I often get emails from people asking for book recommendations, and the most common request is from people who describe themselves as “just starting out”, or are looking for a “basic introduction” to critical thinking. Then I ask if they have any specific areas of interest in mind (science, psychology, religion, business, rhetoric, logic, …?), and that usually helps me decide what to recommend.
My “starter kit” recommendation is to pick a good introductory book on basic argumentation and fallacies written from a logic/philosophy perspective, plus a good introductory book on the psychology of reasoning and decision making (something in the “biases and heuristics” tradition), and then a book that might be more specifically focused on their areas of interest.
Here are the two books that I often recommend in the first two categories.
A Rulebook for Arguments (Anthony Weston)
Anthony Weston is a professor of philosophy at Elon College in North Carolina. He works mainly in the areas of environmental philosophy and the philosophy of education. Early in his career (the first edition is 1987, it’s now on its fourth edition) he wrote this little gem that has subsequently been used as a supplementary text in many introductory philosophy courses.

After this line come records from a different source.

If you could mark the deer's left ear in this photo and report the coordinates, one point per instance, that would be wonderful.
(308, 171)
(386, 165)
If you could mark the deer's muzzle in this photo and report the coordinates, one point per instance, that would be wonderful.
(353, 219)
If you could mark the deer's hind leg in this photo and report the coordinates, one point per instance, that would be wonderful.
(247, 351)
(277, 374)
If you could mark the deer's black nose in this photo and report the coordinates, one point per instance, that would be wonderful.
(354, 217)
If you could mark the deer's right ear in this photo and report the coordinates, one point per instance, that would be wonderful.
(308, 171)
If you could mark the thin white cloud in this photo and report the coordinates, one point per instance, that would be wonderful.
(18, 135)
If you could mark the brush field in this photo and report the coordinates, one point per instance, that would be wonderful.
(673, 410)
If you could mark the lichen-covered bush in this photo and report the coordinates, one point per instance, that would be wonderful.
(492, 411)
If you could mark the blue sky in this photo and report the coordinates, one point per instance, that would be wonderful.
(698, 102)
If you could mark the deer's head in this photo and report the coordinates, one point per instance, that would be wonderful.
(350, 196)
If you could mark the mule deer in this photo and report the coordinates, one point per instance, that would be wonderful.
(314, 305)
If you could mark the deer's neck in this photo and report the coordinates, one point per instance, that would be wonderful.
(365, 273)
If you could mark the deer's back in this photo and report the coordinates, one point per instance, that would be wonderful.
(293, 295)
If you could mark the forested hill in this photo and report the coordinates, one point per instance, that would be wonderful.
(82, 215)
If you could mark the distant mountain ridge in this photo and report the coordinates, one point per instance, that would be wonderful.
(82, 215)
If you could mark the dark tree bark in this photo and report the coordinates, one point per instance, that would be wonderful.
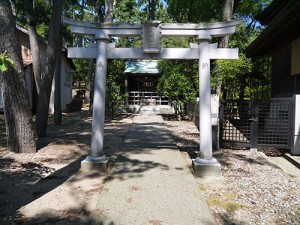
(152, 7)
(57, 91)
(52, 51)
(18, 121)
(34, 45)
(109, 11)
(227, 16)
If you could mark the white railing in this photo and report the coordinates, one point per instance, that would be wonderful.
(146, 98)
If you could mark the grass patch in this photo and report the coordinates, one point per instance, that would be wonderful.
(225, 202)
(202, 188)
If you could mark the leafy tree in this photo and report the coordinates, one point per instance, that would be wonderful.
(178, 82)
(19, 129)
(52, 51)
(5, 62)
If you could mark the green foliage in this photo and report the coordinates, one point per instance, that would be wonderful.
(233, 73)
(195, 11)
(178, 80)
(82, 69)
(5, 62)
(115, 97)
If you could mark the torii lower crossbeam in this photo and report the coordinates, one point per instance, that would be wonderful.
(204, 164)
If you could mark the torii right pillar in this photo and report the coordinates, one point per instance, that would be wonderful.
(205, 165)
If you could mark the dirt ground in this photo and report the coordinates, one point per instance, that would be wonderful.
(24, 178)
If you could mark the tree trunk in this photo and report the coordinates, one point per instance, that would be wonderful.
(223, 42)
(52, 51)
(152, 6)
(227, 16)
(18, 122)
(109, 11)
(57, 91)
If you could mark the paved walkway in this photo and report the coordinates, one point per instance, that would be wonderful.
(150, 182)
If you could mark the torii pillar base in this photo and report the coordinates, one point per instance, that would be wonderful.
(206, 167)
(92, 163)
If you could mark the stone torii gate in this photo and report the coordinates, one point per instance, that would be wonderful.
(151, 34)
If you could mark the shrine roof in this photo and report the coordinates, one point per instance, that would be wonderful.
(142, 66)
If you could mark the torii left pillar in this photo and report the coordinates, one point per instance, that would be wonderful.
(97, 159)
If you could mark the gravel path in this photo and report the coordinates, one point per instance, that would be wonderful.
(253, 191)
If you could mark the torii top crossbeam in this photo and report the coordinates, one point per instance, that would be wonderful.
(151, 34)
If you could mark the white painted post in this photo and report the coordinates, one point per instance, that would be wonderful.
(295, 150)
(205, 100)
(205, 164)
(97, 159)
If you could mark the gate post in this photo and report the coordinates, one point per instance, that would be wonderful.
(205, 164)
(295, 149)
(96, 159)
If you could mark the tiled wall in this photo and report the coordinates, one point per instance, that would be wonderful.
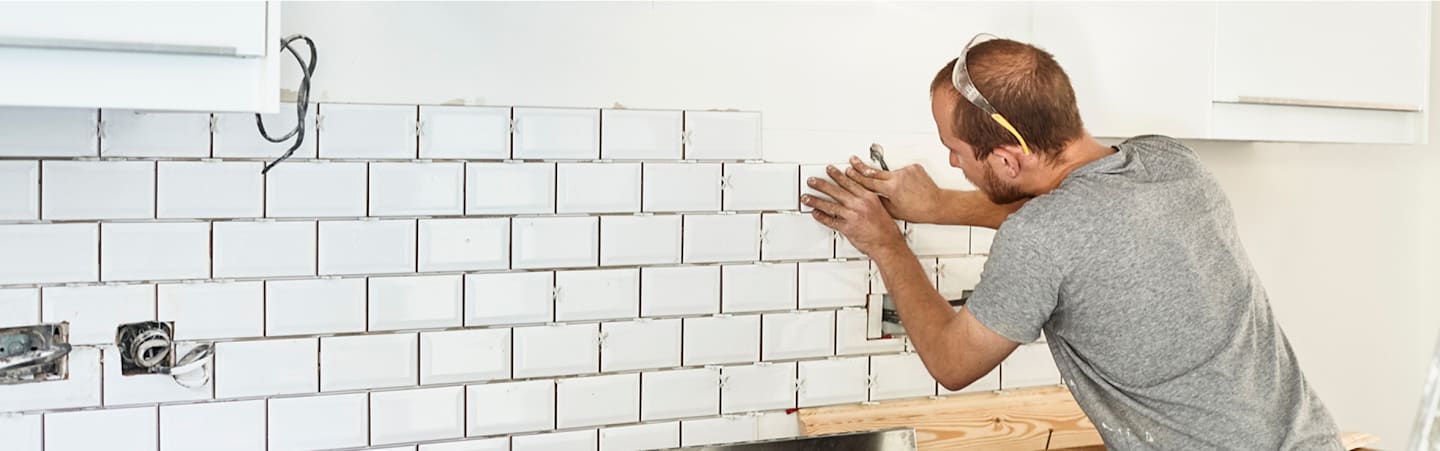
(442, 278)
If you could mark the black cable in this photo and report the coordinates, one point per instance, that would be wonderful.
(301, 100)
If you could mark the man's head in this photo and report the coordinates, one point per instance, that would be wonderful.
(1030, 90)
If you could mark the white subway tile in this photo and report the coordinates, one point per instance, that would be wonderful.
(834, 284)
(555, 242)
(134, 428)
(722, 339)
(267, 368)
(556, 350)
(95, 311)
(209, 189)
(641, 134)
(722, 238)
(509, 298)
(596, 188)
(640, 345)
(759, 287)
(464, 133)
(366, 131)
(470, 244)
(510, 407)
(596, 401)
(318, 422)
(314, 306)
(98, 189)
(762, 386)
(264, 248)
(681, 188)
(428, 301)
(723, 134)
(213, 425)
(798, 335)
(556, 134)
(316, 189)
(19, 190)
(473, 355)
(596, 294)
(49, 131)
(680, 394)
(509, 188)
(416, 415)
(154, 251)
(678, 290)
(131, 133)
(416, 189)
(366, 247)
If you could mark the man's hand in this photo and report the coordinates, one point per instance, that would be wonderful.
(856, 212)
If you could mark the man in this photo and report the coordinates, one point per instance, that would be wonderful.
(1125, 257)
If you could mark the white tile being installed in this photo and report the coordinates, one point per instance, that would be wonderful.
(556, 134)
(267, 368)
(596, 401)
(762, 386)
(834, 381)
(416, 189)
(555, 242)
(722, 339)
(641, 134)
(596, 188)
(681, 188)
(209, 189)
(556, 350)
(596, 294)
(798, 335)
(680, 394)
(834, 284)
(509, 407)
(134, 428)
(316, 189)
(49, 131)
(264, 248)
(426, 301)
(416, 415)
(98, 190)
(366, 131)
(678, 290)
(723, 134)
(759, 287)
(366, 247)
(642, 239)
(213, 425)
(722, 238)
(761, 186)
(49, 252)
(509, 188)
(154, 251)
(640, 345)
(468, 244)
(318, 422)
(95, 311)
(464, 133)
(509, 298)
(473, 355)
(131, 133)
(314, 306)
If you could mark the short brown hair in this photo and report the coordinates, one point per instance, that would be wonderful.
(1024, 84)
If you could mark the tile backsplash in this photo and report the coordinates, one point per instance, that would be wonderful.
(434, 278)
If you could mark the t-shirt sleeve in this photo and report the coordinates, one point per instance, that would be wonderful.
(1018, 288)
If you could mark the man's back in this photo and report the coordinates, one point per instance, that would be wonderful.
(1159, 326)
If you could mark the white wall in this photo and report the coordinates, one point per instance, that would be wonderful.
(1339, 234)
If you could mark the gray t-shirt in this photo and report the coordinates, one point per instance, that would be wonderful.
(1159, 326)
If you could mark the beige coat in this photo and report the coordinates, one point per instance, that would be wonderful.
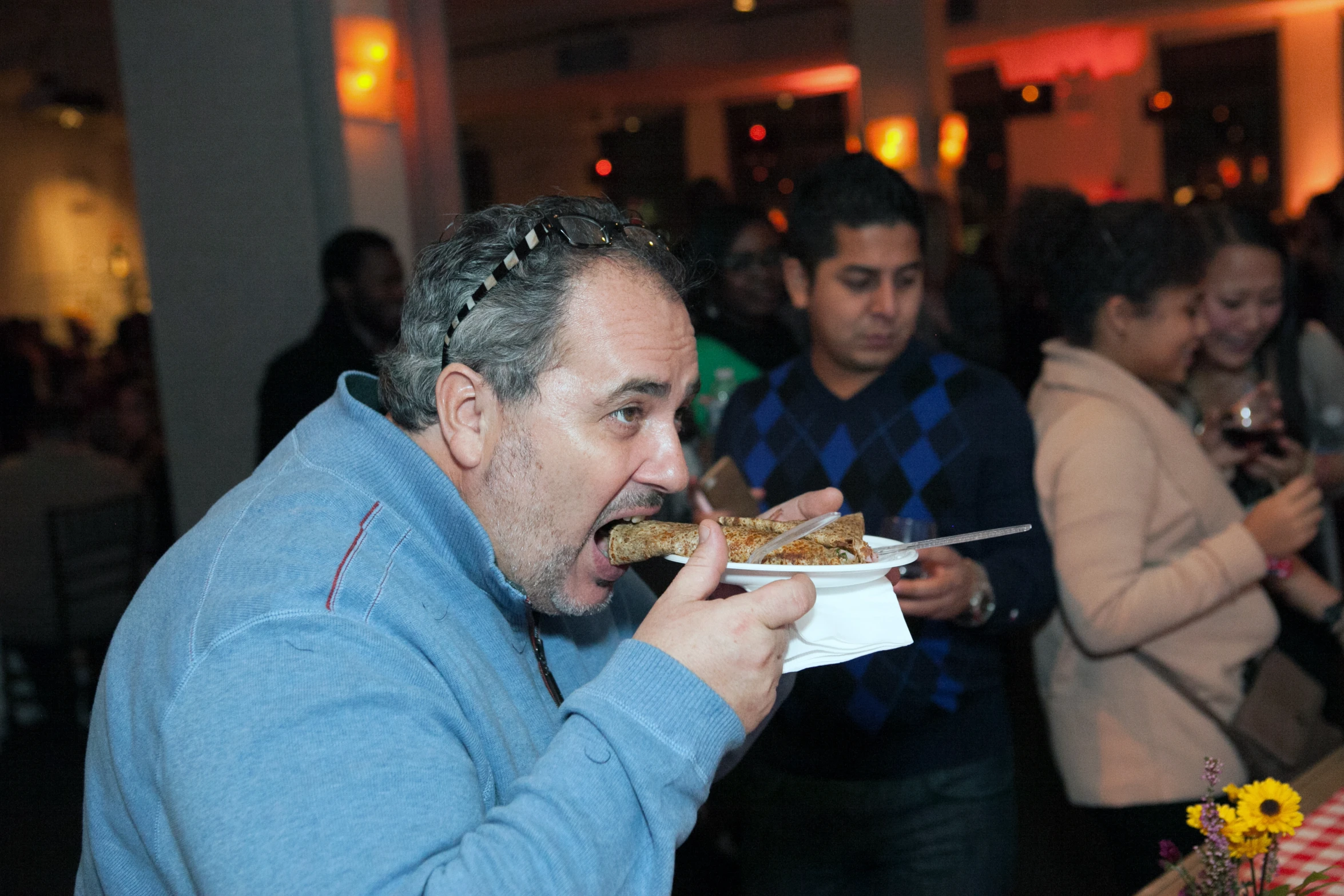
(1150, 552)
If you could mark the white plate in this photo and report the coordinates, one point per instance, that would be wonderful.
(753, 575)
(857, 612)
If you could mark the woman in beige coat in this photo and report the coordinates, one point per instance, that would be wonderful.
(1151, 547)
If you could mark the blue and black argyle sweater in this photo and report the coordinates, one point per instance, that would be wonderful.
(936, 439)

A Rulebook for Arguments has ten short chapters that are organized as follows:
1. Composing a Short Argument: Some General Rules
2. Arguments by Example
3. Arguments by Analogy
4. Arguments from Authority
5. Arguments about Causes
6. Deductive Arguments
7. Composing an Argumentative Essay: Exploring an Issue
8. Composing an Argumentative Essay: Main Points of the Essay
9. Composing an Argumentative Essay: Writing
10. Fallacies
Appendix: Definitions
I’m a fan of Weston’s work in environmental philosophy, and I’m a fan of this little book.
Thinking, Fast and Slow (Daniel Kahneman)
Daniel Kahneman and Amos Tversky pioneered the experimental study of human reasoning and decision making, creating what we now call the “biases and heuristics” research program in cognitive psychology and behavioral economics. Tversky passed away in 1996 but Kahneman won the Nobel Prize in Economics 2002 for their work on “prospect theory”, an alternative to traditional economic rational choice theory in economics. Kahneman’s recent work is on the psychology of happiness.
In 2011 Kahneman published Thinking, Fast and Slow, a big book written for a general audience that summarizes key findings in all of the main areas of his work, and in the field more broadly. It’s a wonderful (and in some places disturbing) introduction to the psychology of cognitive biases, fallacies of probabilistic reasoning and decision making, the psychology of human choice and decision making, and the psychology of human happiness.
Here’s an editorial blurb from the publisher:
Kahneman takes us on a groundbreaking tour of the mind and explains the two systems that drive the way we think. System 1 is fast, intuitive, and emotional; System 2 is slower, more deliberative, and more logical. Kahneman exposes the extraordinary capabilities—and also the faults and biases—of fast thinking, and reveals the pervasive influence of intuitive impressions on our thoughts and behavior. The impact of loss aversion and overconfidence on corporate strategies, the difficulties of predicting what will make us happy in the future, the challenges of properly framing risks at work and at home, the profound effect of cognitive biases on everything from playing the stock market to planning the next vacation—each of these can be understood only by knowing how the two systems work together to shape our judgments and decisions.
Engaging the reader in a lively conversation about how we think, Kahneman reveals where we can and cannot trust our intuitions and how we can tap into the benefits of slow thinking. He offers practical and enlightening insights into how choices are made in both our business and our personal lives—and how we can use different techniques to guard against the mental glitches that often get us into trouble. Thinking, Fast and Slow will transform the way you think about thinking.
It’s all true. For would-be critical thinkers, the concepts discussed in this book are absolutely vital.